🤖 AI Summary
This study addresses key challenges in near-infrared (NIR) spectral calibration—including high-dimensional collinearity, limited sample sizes, reliance on preprocessing, sensitivity to outliers, and poor out-of-domain extrapolation—by introducing TabPFN, a tabular foundation model, to the field for the first time. The work proposes a novel paradigm enabling robust prediction without complex preprocessing.
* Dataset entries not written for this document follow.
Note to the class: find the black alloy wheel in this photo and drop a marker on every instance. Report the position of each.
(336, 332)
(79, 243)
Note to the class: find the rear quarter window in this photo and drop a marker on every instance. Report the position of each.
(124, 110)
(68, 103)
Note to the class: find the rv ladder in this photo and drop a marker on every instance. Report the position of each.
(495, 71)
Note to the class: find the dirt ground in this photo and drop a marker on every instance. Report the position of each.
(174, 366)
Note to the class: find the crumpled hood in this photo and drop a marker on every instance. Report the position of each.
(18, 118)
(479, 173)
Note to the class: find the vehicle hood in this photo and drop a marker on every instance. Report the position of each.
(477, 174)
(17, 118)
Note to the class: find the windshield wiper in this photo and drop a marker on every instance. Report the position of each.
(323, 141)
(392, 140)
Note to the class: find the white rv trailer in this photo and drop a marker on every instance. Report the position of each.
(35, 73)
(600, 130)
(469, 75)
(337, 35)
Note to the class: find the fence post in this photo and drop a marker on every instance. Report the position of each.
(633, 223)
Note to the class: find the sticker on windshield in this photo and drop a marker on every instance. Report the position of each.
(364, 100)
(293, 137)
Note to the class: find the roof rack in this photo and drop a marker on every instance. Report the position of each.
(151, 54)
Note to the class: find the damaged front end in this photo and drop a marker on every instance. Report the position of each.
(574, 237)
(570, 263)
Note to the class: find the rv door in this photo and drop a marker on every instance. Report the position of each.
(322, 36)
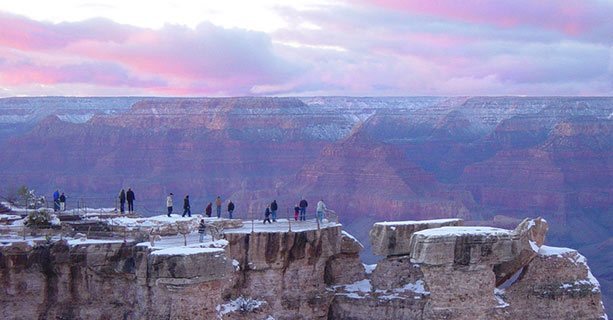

Within a unified evaluation framework across 66 NIR datasets, the authors systematically benchmark TabPFN against PLS/PLS-DA, Ridge regression, CatBoost, and 1D-CNN. Results demonstrate that, in regression tasks, TabPFN with optimized preprocessing achieves overall superior performance, while in classification tasks, TabPFN applied directly to raw spectra yields the best results—though its advantage diminishes in scenarios involving outliers or out-of-distribution extrapolation.
📝 Abstract
Near-infrared spectroscopy is increasingly used as a rapid, non-destructive chemical sensing technology for the analysis of food, pharmaceutical, biological, and environmental samples. However, the practical deployment of NIR sensors still depends on calibration models able to handle high-dimensional, collinear spectra, limited sample sizes, preprocessing dependence, spectral outliers, and extrapolation beyond the calibration domain. Here, we evaluate whether tabular foundation models can provide a new calibration strategy for NIR chemical sensing. We benchmark TabPFN on 66 NIR datasets covering 54 regression and 12 classification tasks, and compare direct inference on raw spectra with preprocessing-optimized inference against PLS/PLS-DA, Ridge, Catboost, and one-dimensional convolutional neural networks. The study uses a unified validation framework in which preprocessing and model selection are performed exclusively on calibration data before external test evaluation. In regression, preprocessing-optimized TabPFN achieves the best overall average rank and significantly outperforms PLS, CatBoost, TabPFN on raw spectra, and CNN-1D, while remaining statistically comparable to Ridge. In classification, TabPFN applied directly to raw spectra provides the best average rank, with performance close to the optimized variant. Robustness analyses show that TabPFN provides strong average predictive performance but that its advantage decreases on spectral outliers and extrapolated samples, where classical chemometric models remain competitive. These results suggest that tabular foundation models can complement established chemometric workflows for NIR chemical sensing, especially in small- to medium-sized calibration settings, while highlighting the need for spectroscopy-specific priors and uncertainty-aware deployment strategies.